The design, analysis, and verification of the SIFT fault tolerant system

  • Authors:
  • John H. Wensley;Milton W. Green;Karl N. Levitt;Robert E. Shostak

  • Affiliations:
  • -;-;-;-

  • Venue:
  • ICSE '76 Proceedings of the 2nd international conference on Software engineering
  • Year:
  • 1976

Quantified Score

Hi-index 0.00

Visualization

Abstract

The SIFT (Software Implemented Fault Tolerance) computer is a fault-tolerant computer in which fault tolerance is achieved primarily by software mechanisms. Tasks are executed redundantly on multiple, independent processors that are loosely synchronized. Each processor is multiprogrammed over a set of distinct tasks. A system of independently accessible busses interconnects the processors. When Task A needs data from Task B, each version of A votes, using software, on the data computed by the different versions of B. (A processor cannot write into another processor; all communication is accomplished by reading.) Thus, errors due to a malfunctioning processor or bus can be confined to the faulty unit and can be masked, and the faulty unit can be identified. An executive routine effects the fault location and reconfigures the system by assigning the tasks, previously assigned to the faulty unit, to an operative unit.
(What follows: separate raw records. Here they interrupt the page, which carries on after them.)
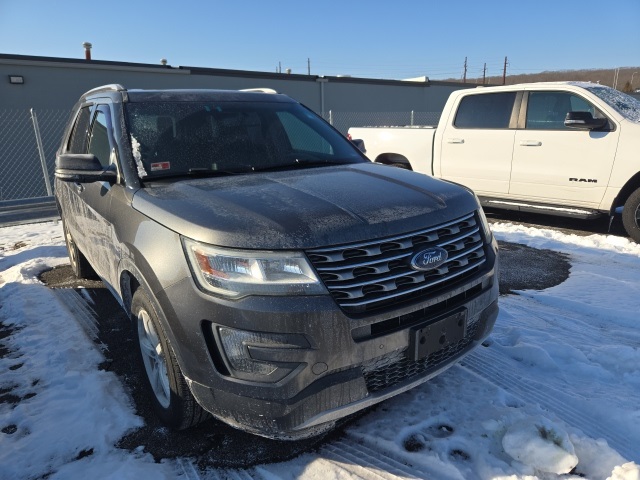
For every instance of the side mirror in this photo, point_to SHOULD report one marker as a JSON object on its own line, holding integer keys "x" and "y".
{"x": 584, "y": 121}
{"x": 83, "y": 168}
{"x": 360, "y": 144}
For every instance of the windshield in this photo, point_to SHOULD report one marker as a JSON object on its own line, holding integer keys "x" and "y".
{"x": 624, "y": 104}
{"x": 180, "y": 138}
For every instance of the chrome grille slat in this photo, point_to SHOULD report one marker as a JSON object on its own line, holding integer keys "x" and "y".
{"x": 393, "y": 239}
{"x": 404, "y": 292}
{"x": 363, "y": 264}
{"x": 369, "y": 275}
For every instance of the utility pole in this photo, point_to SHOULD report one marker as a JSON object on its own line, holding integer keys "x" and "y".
{"x": 464, "y": 75}
{"x": 504, "y": 72}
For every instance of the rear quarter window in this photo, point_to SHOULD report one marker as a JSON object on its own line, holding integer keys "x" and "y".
{"x": 488, "y": 110}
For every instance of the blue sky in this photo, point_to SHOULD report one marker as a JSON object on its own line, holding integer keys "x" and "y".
{"x": 360, "y": 38}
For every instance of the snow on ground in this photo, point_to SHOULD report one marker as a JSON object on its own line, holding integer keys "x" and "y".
{"x": 554, "y": 392}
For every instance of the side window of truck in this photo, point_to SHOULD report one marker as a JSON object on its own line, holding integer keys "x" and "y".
{"x": 547, "y": 110}
{"x": 487, "y": 110}
{"x": 99, "y": 142}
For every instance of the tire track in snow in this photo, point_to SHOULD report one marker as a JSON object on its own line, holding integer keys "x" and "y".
{"x": 77, "y": 305}
{"x": 571, "y": 326}
{"x": 490, "y": 366}
{"x": 368, "y": 463}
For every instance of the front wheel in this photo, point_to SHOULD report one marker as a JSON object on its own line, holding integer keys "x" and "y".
{"x": 172, "y": 400}
{"x": 631, "y": 215}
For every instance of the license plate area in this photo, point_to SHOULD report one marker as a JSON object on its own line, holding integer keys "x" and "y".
{"x": 433, "y": 337}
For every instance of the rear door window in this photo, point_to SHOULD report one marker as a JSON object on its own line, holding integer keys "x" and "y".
{"x": 488, "y": 110}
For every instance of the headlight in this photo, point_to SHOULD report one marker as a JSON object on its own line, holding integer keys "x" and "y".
{"x": 237, "y": 273}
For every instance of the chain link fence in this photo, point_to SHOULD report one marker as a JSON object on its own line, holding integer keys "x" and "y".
{"x": 342, "y": 121}
{"x": 29, "y": 140}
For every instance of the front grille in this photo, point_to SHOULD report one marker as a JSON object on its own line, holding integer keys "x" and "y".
{"x": 367, "y": 276}
{"x": 388, "y": 372}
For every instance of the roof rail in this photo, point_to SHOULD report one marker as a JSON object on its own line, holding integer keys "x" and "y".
{"x": 114, "y": 87}
{"x": 259, "y": 90}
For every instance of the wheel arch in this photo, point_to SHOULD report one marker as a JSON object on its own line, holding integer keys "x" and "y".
{"x": 631, "y": 186}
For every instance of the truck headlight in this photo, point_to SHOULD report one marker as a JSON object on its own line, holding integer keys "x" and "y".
{"x": 238, "y": 273}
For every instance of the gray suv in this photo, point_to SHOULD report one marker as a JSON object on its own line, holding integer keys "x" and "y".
{"x": 276, "y": 278}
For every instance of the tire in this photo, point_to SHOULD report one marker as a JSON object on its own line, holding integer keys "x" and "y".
{"x": 78, "y": 261}
{"x": 170, "y": 395}
{"x": 631, "y": 215}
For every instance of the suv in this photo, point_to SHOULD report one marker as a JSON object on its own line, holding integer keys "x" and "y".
{"x": 276, "y": 278}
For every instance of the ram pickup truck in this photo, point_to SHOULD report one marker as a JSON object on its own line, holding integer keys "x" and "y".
{"x": 562, "y": 148}
{"x": 275, "y": 277}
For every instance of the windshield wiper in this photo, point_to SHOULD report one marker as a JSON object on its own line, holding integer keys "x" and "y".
{"x": 210, "y": 172}
{"x": 197, "y": 172}
{"x": 298, "y": 163}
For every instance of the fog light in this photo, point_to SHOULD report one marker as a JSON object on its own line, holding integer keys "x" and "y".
{"x": 237, "y": 346}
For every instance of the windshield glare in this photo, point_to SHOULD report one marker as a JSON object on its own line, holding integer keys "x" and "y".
{"x": 177, "y": 138}
{"x": 624, "y": 104}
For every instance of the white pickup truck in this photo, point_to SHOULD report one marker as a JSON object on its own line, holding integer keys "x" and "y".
{"x": 562, "y": 148}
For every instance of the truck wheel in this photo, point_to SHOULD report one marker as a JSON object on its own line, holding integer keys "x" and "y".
{"x": 631, "y": 215}
{"x": 172, "y": 400}
{"x": 78, "y": 261}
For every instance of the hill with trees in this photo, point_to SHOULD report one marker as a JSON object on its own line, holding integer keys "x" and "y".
{"x": 626, "y": 79}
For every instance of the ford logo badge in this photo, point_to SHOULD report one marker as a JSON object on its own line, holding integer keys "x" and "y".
{"x": 429, "y": 259}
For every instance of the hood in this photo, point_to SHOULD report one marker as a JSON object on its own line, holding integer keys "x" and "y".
{"x": 301, "y": 209}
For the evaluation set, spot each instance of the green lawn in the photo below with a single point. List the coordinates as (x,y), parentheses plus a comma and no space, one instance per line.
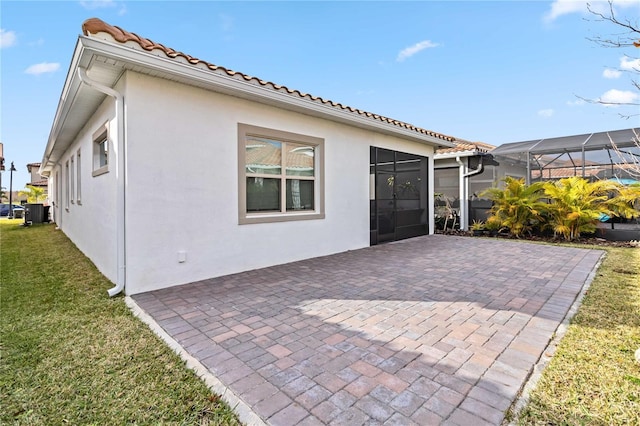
(71,355)
(593,378)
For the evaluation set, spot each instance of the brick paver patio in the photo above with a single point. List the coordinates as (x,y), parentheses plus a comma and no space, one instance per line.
(436,329)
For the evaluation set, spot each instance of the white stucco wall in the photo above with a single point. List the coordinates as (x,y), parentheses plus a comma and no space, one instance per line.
(90,224)
(182,186)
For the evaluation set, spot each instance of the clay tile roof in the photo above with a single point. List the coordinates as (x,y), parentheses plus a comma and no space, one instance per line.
(463,146)
(42,182)
(94,26)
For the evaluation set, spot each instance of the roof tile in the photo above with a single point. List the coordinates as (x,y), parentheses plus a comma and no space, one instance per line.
(94,26)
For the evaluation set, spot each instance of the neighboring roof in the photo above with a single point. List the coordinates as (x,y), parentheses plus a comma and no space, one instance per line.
(32,166)
(575,143)
(42,182)
(261,154)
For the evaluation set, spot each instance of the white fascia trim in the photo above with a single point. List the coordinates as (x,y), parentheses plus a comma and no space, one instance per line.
(230,85)
(454,155)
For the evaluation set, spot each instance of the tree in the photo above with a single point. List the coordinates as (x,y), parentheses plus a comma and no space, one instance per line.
(577,205)
(628,37)
(33,194)
(517,207)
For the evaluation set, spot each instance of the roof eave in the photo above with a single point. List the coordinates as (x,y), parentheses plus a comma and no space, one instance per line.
(239,87)
(67,98)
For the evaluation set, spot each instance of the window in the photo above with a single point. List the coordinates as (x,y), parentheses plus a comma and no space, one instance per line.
(78,178)
(281,175)
(101,151)
(72,171)
(58,189)
(67,184)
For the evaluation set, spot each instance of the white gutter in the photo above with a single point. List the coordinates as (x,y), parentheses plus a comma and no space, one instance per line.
(120,179)
(464,219)
(238,86)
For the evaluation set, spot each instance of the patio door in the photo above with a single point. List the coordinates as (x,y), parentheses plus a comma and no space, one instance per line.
(398,195)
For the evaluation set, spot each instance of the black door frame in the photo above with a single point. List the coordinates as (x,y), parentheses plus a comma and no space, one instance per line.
(394,215)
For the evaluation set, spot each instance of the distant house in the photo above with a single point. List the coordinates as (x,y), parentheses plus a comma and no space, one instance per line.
(37,179)
(166,169)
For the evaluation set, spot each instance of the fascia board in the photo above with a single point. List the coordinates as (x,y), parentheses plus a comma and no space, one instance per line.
(450,155)
(241,88)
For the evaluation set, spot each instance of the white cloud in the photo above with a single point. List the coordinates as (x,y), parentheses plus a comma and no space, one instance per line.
(609,73)
(613,97)
(42,68)
(565,7)
(577,102)
(629,64)
(412,50)
(7,38)
(226,22)
(37,43)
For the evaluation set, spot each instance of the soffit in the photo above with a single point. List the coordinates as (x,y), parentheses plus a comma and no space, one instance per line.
(156,60)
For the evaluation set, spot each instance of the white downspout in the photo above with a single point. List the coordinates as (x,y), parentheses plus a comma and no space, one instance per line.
(120,180)
(462,194)
(464,190)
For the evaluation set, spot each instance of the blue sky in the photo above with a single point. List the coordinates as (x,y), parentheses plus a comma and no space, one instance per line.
(496,72)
Since fault-tolerant computers are used in environments where reliability is at a premium, it is essential that the software of SIFT be correct. The software is realized as a hierarchy of modules in a way that significantly enhances proof of correctness. The behavior of each module is characterized by a formal specification, and the implementation of the module is verified with respect to its specification and those of modules at lower level of the hierarchy. An abstract, Markov-like model is used to describe the reliability behavior of SIFT. This model is formally related to the specifications of the top-most modules of the hierarchy; thus the model can be shown to describe accurately the behavior of the system. At the time of writing, the verification of the system is not complete. The paper describes the design of SIFT, the reliability model, and the approach to mapping from the system to the model.